I'd suggest that you get some temps when the fan is not on. If your good with hardware, you can do what i did. I also noticed that my card was getting load and very hot, so i cleaned the comp and made no difference. So i took apart the heat sink on my card and cleaned of the gpu thermal compound and applied a new layer. Believe it or not it worked. Now to how safe this is..... :)
 
wow. i'm starting to think this is an issue with all ati cards. my 6870 overheats and crashes my computer just playing counter strike source. yeah.
i also have an antec 900 with a side fan.

don't these cards have auto fan speed?
i have to manually set it every time i want to play and it's annoying.
 
Dowlonad MSI afterburner and see what your temps really are at. 6450's run very cool, I'd be very surprised if the card was overheating.

Also, the MSI afterburner you should be able to manually set the fan speed on the card (depending on the model of card, some you cannot), this would atleast stop you from needed the desk fan.

Also, what motherboard and CPU are you running? Are you sure it's not the CPU overheating? An Antec 900 has good airflow for the card. But have you overclocked the CPU? What heatsink is on the CPU?
 
So it is idling right now at 46 degrees WITH the desk fan in it? If so that is way high considering you have a desk fan in there too.

No its not. Its a regular GPU temperature. Desk fans aren't going to make a difference on the reading because its not sucking heat from the actual chip/dye itself - that's the job of a heatsink.
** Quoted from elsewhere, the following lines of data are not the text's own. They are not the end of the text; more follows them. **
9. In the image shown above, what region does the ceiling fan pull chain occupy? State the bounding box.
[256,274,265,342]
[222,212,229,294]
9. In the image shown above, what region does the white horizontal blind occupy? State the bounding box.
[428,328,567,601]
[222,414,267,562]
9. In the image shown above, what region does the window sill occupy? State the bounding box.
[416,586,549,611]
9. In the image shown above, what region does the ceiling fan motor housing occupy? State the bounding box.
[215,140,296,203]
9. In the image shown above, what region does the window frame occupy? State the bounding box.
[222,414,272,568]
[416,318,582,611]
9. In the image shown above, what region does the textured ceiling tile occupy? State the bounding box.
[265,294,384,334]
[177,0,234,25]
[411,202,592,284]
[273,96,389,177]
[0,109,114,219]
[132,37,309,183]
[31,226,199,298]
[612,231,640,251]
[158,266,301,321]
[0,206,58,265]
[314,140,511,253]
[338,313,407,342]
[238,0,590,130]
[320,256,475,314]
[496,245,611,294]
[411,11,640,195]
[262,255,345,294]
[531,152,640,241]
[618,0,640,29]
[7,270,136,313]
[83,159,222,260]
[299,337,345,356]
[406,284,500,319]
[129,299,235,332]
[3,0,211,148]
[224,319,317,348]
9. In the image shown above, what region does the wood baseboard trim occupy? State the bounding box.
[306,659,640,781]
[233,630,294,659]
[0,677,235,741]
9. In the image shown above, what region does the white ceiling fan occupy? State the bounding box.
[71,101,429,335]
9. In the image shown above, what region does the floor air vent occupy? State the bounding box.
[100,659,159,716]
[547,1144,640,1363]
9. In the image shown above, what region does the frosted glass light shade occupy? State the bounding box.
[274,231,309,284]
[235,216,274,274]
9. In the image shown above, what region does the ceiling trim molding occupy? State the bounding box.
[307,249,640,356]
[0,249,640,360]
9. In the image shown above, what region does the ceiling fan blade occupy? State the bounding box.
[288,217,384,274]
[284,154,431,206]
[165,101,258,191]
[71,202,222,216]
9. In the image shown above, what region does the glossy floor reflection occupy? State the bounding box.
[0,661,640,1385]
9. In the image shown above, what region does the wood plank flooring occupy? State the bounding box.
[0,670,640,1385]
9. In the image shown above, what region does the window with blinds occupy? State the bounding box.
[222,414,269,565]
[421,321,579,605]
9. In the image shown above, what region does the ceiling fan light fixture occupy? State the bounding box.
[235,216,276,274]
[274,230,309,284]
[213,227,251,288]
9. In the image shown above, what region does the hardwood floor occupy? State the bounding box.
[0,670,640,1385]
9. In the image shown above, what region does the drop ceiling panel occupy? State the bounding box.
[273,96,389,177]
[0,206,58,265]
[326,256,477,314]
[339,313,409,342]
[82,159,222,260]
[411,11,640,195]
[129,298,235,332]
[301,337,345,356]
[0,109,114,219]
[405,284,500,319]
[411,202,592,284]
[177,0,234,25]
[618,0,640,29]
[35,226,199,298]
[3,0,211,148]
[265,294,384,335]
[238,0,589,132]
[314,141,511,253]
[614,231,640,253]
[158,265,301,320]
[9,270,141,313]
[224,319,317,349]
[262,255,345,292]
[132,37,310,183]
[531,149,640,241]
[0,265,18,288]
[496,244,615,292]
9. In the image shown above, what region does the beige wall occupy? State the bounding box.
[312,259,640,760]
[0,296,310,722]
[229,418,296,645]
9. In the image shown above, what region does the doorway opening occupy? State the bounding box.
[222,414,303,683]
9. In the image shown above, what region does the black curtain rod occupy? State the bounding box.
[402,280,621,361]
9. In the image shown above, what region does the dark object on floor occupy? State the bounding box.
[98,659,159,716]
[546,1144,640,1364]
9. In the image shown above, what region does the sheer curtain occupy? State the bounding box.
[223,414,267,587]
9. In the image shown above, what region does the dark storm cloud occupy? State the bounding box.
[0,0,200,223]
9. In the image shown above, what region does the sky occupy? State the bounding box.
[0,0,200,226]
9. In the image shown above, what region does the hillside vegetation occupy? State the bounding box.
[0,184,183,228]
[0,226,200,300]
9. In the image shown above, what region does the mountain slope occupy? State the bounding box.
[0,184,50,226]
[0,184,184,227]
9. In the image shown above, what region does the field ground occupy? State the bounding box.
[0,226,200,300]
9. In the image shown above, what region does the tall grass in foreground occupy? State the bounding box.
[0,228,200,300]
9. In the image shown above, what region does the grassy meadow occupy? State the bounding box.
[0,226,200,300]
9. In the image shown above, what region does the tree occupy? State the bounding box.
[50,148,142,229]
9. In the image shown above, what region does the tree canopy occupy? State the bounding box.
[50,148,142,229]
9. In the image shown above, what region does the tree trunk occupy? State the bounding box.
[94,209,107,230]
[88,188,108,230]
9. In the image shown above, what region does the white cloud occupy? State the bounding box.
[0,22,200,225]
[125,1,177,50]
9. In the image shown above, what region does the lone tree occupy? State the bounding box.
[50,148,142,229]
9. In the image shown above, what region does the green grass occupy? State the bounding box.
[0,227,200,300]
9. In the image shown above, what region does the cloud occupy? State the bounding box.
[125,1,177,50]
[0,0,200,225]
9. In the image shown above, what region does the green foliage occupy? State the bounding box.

Standard idle temperatures are anywhere from mid 30-s to 60's. Higher end cards will run closer to the 60's.

When you hit 80's your getting hot. 90 is too hot. Many chips/dyes are rated for 110 at which you have a meltdown. Most auto shutdown at 90ish.



As for the original poster: If you have another computer or a friend with a computer try installing your graphics card onto his computer and giving it a go. You're issue doesn't sound like a heat issue - it sounds like a system stability issue. Could be your power supply, or overclocking settings on your motherboard.

If it is a heat issue it will be reproducible constantly without games. IE) Turn on your computer, wait x-number of seconds and it turns off.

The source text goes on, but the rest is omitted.